Troops from Russia, Belarus and Serbia will practice fighting anti-government protesters — such as those who overthrew the Moscow-backed government in Ukraine last year — during joint exercises, a senior Russian military commander said.

The training will take place outside the southern Russian city of Novorossiisk in early September, the commander of Russia's airborne troops, Lieutenant General Vladimir Shamanov, was quoted as saying Sunday by the TASS state news agency.

Troops will practice joint efforts “on discovering and eliminating the staging areas for illegal armed formations,” he was quoted as saying.

Earlier this year, Russia's Interior Ministry troops held large-scale exercises around the country, aimed at drilling soldiers to respond to the “events that took place in recent past in one of the neighboring countries,” in the words of interior troops spokesman Vasily Panchenkov.

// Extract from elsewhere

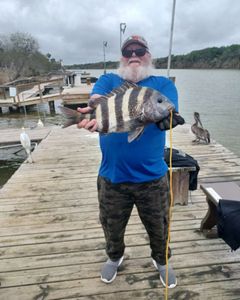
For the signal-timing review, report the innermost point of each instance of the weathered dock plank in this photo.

Though he did not specify which country he was referring to, his statement was widely interpreted as referring to Ukraine, where pro-European protestors took to the streets early last year to successfully topple Moscow-backed Ukrainian President Viktor Yanukovych.

These events sparked fears of a similar scenario in Moscow, where authorities have repeatedly warned that so-called color revolutions — popular protests that have sparked up in numerous capitals throughout the post-Soviet space — are a threat to stability in Russia.

Moscow used the overthrow of former Ukrainian President Viktor Yanukovych during the protests — known as Maidan — as a pretext for its March 2014 annexation of the Crimean Peninsula on the Black Sea.

In Russia's account of the events, the move was designed to protect the rights of Russian speakers in the region from a radical pro-fascist regime in Kiev, which Moscow says took power after Yanukovych's ouster.

Belarus, one of Moscow's few remaining allies in Europe, has expressed reservations about Russia's annexation of Crimea. However, Minsk has been careful to avoid antagonizing Russia, its major trading partner.

Belarussian President Alexander Lukashenko criticized Ukrainian forces after Crimea's annexation for not doing more to defend their borders, and said that he would personally take up arms to fight for his nation's territorial sovereignty if it was challenged.

Meanwhile, Serbia, which is in the process of the accession to the European Union, but also has close ties with Russia, has come under fire for its planned participation in the military exercises.

The drill would “send a wrong signal,” European Commission spokesperson Maja Kocijancic said, the Belgrade-based Beta news agency reported earlier.